Short notes

Impulse Invariance Method Short Notes

Before the bilinear transform became the dominant method, DSP textbooks used impulse invariance to design the digital version of a Butterworth LPF for a speech codec — the idea is appealing: make the digital filter's impulse response a sampled version of the analog prototype's impulse response. Applied to a 4th-order Chebyshev analog filter for an 8 kHz sampled telephone speech system, the method works well because speech energy above 4 kHz is negligible, so the aliasing inherent in the method does not cause audible degradation. Whenever the signal is genuinely band-limited to well below fs/2, impulse invariance is valid and straightforward to apply.

ECE, EI

How it works

Design procedure: expand H_a(s) in partial fractions as Σ Ak/(s−sk).
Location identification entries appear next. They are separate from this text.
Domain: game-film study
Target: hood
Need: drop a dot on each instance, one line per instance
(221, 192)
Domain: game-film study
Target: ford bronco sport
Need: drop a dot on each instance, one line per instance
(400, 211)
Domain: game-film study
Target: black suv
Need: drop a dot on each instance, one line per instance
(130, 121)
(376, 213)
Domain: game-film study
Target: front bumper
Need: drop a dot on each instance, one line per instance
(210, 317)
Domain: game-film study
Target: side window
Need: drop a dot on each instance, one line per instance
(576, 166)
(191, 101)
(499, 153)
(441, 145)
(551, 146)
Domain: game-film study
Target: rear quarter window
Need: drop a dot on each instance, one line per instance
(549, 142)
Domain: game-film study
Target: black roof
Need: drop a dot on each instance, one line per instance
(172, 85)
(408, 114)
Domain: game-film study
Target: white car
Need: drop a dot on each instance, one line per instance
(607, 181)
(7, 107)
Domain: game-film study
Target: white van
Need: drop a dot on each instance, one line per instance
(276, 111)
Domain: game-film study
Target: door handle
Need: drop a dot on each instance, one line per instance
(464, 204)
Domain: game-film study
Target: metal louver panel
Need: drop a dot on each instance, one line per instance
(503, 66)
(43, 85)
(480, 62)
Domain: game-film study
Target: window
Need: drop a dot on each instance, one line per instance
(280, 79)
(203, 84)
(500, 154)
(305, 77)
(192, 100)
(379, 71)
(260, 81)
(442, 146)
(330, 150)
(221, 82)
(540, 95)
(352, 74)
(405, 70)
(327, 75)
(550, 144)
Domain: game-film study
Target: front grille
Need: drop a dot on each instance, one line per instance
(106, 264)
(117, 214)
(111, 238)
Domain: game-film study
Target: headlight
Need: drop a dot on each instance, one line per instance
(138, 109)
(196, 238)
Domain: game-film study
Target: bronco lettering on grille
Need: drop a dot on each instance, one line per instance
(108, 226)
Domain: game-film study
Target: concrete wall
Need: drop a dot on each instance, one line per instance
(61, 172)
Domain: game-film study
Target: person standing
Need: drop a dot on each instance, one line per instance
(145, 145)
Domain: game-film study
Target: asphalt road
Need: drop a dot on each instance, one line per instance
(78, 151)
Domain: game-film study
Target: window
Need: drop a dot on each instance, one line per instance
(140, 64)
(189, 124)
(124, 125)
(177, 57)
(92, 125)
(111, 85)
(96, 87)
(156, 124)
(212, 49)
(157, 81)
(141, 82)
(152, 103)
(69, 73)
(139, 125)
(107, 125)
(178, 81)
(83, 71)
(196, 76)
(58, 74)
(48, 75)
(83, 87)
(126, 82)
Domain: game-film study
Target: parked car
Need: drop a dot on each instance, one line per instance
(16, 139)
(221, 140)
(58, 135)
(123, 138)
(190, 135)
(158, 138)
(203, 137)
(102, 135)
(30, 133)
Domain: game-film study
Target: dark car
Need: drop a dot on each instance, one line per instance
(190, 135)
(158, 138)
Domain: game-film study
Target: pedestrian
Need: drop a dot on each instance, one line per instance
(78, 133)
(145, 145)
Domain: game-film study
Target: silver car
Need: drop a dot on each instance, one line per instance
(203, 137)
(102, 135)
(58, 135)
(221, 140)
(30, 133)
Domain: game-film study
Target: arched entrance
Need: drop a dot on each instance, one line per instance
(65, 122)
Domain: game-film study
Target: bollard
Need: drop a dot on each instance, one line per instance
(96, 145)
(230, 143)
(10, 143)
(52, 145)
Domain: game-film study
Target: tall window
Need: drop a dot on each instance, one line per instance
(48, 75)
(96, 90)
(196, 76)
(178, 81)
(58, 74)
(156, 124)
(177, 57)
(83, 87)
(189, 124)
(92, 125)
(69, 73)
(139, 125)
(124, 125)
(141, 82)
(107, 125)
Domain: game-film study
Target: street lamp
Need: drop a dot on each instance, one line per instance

The digital filter H(z) = Σ Ak·T/(1−e^(sk·T)·z⁻¹), where T is the sampling period. Each s-plane pole at sk maps to a z-plane pole at e^(sk·T). Poles in the left-half s-plane (Re(sk) < 0) map inside the unit circle, preserving stability. The frequency response of the digital filter is H(e^(jω)) ≈ (1/T)·Σ Ha(j(ω−2πk)/T), showing that the digital response is the sum of shifted copies of the analog response — this aliasing is unavoidable and worsens as the analog filter's stopband attenuation is insufficient before the first alias appears at ω = π.

Key points to remember

Aliasing is the fundamental limitation of impulse invariance: the method cannot be used for high-pass or band-stop filters because their magnitude response does not decay to zero before fs/2, causing severe aliasing of the stopband into the passband. Impulse invariance preserves the shape of the impulse response and matches the analog frequency response well at frequencies well below π/T. The bilinear transform is preferred in modern design precisely because it eliminates aliasing at the cost of frequency warping. Both methods give the same filter order as the analog prototype. For a Butterworth analog prototype, the partial fraction expansion always has N distinct poles, each contributing one first-order section; pairing complex conjugate poles gives biquad (second-order section) implementations.

Exam tip

The examiner always asks you to compare impulse invariance and bilinear transform on four criteria — aliasing, frequency warping, suitable filter types, and stability preservation — write these four rows as a table and fill each cell concisely before writing any derivation.